Last night big news broke on Twitter. Chuck Inglish and Sir Michael Rocks, long known as The Cool Kids, were reuniting after five years apart, and eight years after they first really broke onto the scene.
As is so often the case with music, for many that news was less "news" and more like a time machine, suddenly bringing back all these memories of when the Midwest duo were cruising through hip-hop on their bikes, draped in gold chains. And since music is so closely tied to memory, it also made me realize that on the internet, and in culture, five years might as well be a millenia. The Cool Kids really do belong to another era, an era that truly started with the release of "Black Mags."
The fact that Black kids rocking old school fashion, riding bikes and rapping over sparse 808-driven beats doesn't feel particularly remarkable now is only proof of their influence.

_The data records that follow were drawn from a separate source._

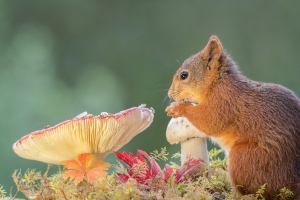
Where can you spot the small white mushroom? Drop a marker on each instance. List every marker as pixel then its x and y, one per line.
pixel 193 142
pixel 98 135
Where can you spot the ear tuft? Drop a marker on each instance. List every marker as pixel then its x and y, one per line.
pixel 213 49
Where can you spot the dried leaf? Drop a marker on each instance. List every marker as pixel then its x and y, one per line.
pixel 84 166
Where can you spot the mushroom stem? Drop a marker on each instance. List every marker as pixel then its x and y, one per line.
pixel 193 143
pixel 195 148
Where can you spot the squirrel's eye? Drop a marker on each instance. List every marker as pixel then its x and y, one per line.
pixel 184 75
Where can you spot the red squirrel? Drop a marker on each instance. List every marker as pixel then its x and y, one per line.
pixel 257 124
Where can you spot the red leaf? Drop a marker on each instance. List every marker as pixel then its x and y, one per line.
pixel 168 172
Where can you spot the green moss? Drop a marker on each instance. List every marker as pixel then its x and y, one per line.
pixel 210 183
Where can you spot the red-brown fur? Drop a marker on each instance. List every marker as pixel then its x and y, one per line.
pixel 258 124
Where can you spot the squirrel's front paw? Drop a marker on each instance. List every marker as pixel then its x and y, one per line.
pixel 174 110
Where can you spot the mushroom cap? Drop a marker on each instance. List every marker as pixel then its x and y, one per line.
pixel 98 135
pixel 181 129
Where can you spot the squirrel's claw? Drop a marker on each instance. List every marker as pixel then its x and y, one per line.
pixel 173 110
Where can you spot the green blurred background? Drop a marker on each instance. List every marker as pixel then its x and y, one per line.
pixel 60 58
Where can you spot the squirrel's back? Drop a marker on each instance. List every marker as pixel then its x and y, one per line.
pixel 257 124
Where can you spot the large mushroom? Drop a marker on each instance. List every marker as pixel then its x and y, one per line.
pixel 193 141
pixel 97 135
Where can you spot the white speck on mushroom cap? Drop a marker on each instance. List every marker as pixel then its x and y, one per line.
pixel 98 135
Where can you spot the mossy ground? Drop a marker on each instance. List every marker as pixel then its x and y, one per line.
pixel 207 185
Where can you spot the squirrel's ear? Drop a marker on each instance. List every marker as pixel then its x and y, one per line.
pixel 213 49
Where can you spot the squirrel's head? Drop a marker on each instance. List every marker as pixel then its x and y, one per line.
pixel 199 73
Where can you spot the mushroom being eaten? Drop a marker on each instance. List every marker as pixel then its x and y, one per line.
pixel 193 141
pixel 97 135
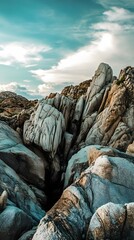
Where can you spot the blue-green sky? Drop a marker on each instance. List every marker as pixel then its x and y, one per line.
pixel 48 44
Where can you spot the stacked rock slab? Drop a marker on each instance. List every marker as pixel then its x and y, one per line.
pixel 105 116
pixel 94 206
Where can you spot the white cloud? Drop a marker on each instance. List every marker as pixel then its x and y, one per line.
pixel 118 14
pixel 20 52
pixel 8 87
pixel 112 43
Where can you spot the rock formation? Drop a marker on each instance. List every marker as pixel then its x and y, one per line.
pixel 80 141
pixel 93 206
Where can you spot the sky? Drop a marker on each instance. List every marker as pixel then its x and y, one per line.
pixel 46 45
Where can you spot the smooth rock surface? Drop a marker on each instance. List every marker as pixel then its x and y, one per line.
pixel 109 178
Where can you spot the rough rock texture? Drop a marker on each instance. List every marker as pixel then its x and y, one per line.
pixel 112 221
pixel 13 222
pixel 99 184
pixel 76 91
pixel 45 128
pixel 62 135
pixel 105 116
pixel 21 159
pixel 15 109
pixel 19 192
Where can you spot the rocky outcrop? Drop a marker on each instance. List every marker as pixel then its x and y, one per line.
pixel 83 210
pixel 12 151
pixel 45 128
pixel 103 116
pixel 78 140
pixel 77 91
pixel 112 221
pixel 15 109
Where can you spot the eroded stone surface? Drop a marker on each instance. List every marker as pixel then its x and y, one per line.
pixel 108 179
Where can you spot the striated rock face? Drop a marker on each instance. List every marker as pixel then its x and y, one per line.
pixel 114 221
pixel 76 139
pixel 84 210
pixel 77 91
pixel 12 151
pixel 15 109
pixel 45 128
pixel 103 116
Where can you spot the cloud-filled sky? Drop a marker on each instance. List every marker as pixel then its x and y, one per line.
pixel 47 45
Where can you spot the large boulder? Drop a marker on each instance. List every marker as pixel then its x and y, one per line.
pixel 112 221
pixel 108 178
pixel 13 222
pixel 45 128
pixel 109 110
pixel 19 193
pixel 27 164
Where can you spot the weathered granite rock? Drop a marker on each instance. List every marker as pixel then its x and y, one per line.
pixel 45 128
pixel 13 222
pixel 130 149
pixel 98 185
pixel 109 111
pixel 15 109
pixel 28 235
pixel 76 91
pixel 21 159
pixel 19 192
pixel 112 221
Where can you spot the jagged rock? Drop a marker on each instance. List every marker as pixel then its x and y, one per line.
pixel 15 109
pixel 130 149
pixel 45 128
pixel 76 91
pixel 108 119
pixel 3 200
pixel 98 185
pixel 28 235
pixel 19 193
pixel 112 221
pixel 21 159
pixel 13 222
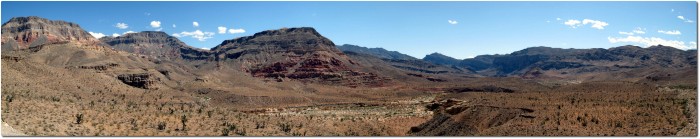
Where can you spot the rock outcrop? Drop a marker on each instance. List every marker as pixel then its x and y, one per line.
pixel 26 32
pixel 294 53
pixel 156 44
pixel 140 80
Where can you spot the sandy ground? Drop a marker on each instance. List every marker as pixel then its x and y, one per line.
pixel 7 130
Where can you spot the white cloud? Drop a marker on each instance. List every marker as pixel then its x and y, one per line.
pixel 639 30
pixel 121 25
pixel 626 33
pixel 693 45
pixel 155 24
pixel 234 31
pixel 127 32
pixel 197 34
pixel 573 23
pixel 222 30
pixel 97 35
pixel 685 19
pixel 652 41
pixel 595 23
pixel 452 22
pixel 670 32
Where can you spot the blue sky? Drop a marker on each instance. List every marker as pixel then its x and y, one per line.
pixel 457 29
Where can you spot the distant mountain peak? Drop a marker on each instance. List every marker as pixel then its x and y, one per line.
pixel 440 59
pixel 154 44
pixel 288 35
pixel 377 52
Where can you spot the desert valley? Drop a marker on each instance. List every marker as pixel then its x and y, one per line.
pixel 58 80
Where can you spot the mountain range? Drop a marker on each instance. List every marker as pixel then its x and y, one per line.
pixel 291 70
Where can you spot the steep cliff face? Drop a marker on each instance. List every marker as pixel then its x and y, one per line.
pixel 156 44
pixel 294 53
pixel 26 32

This was 2008 and hip-hop was in a real transition period. Rick Ross is cementing his place in the game, Eminem's coming out of his worst drug addict years and Lil Wayne has taken over the game with the release of Carter III. There really was nothing else out there like The Cool Kids, and their rise is also proof of the internet's exploding influence. When Lupe announced that they would be part of his All-City Chess Club group, which also included everyone from Charles Hamilton to B.o.B., it felt like a perfect fit. They were all young outsiders who leveraged the suddenly wide open internet to break down doors previously locked up by major labels.
In short order Mikey and Chuck find themselves a part of a new pack of groundbreaking artists, and to use a hip-hop cliche, they were poppin. The media loved them, fans loved them, they were touring heavily, opening for major acts like M.I.A. and were having their music placed in TV shows like Entourage, Nike commercials with LeBron and Kobe and video games like NBA2K and working with Green Label, Mt. Dew's just beginning music creation program.
When the duo chose to forgo the major label route and sign with the independent label Chocolate Industries it felt like a bold statement, the equivalent of Joey Bada$$ or Chance the Rapper staying indie but years before, but unfortunately the momentum began to falter. Despite a steady stream of mixtapes, by the time their proper debut album dropped in 2011, WhenFish Ride Bicycles, it was beginning to feel like their initial wave had already crested, and individually the two members were pursuing other avenues, with Mikey taking on a new name, Sir Michael Rocks, and signing with Curren$y's Jet Life imprint while Chuck also produced a bevy of solo material. Shortly after, it was over for the two. (It's worth noting that the other buzzing duos of that era, Kidz in the Hall and U-N-I, also eventually broke up.)
Chuck is completely right. The duo really were the first to push a lot of music styles and fashion into the spotlight, and is so often the case, others with bigger platforms have taken those seeds and headed straight for the charts. Even reunited they may never become the full-fledged "stars" it seemed like they might once become, but if you're feeling a certain buzz of excitement and energy from those of us who were already immersed in the rap-internet world circa 2009, that's why. The Cool Kids helped change what being cool looked like and sounded like once, and they might just be able to do it again.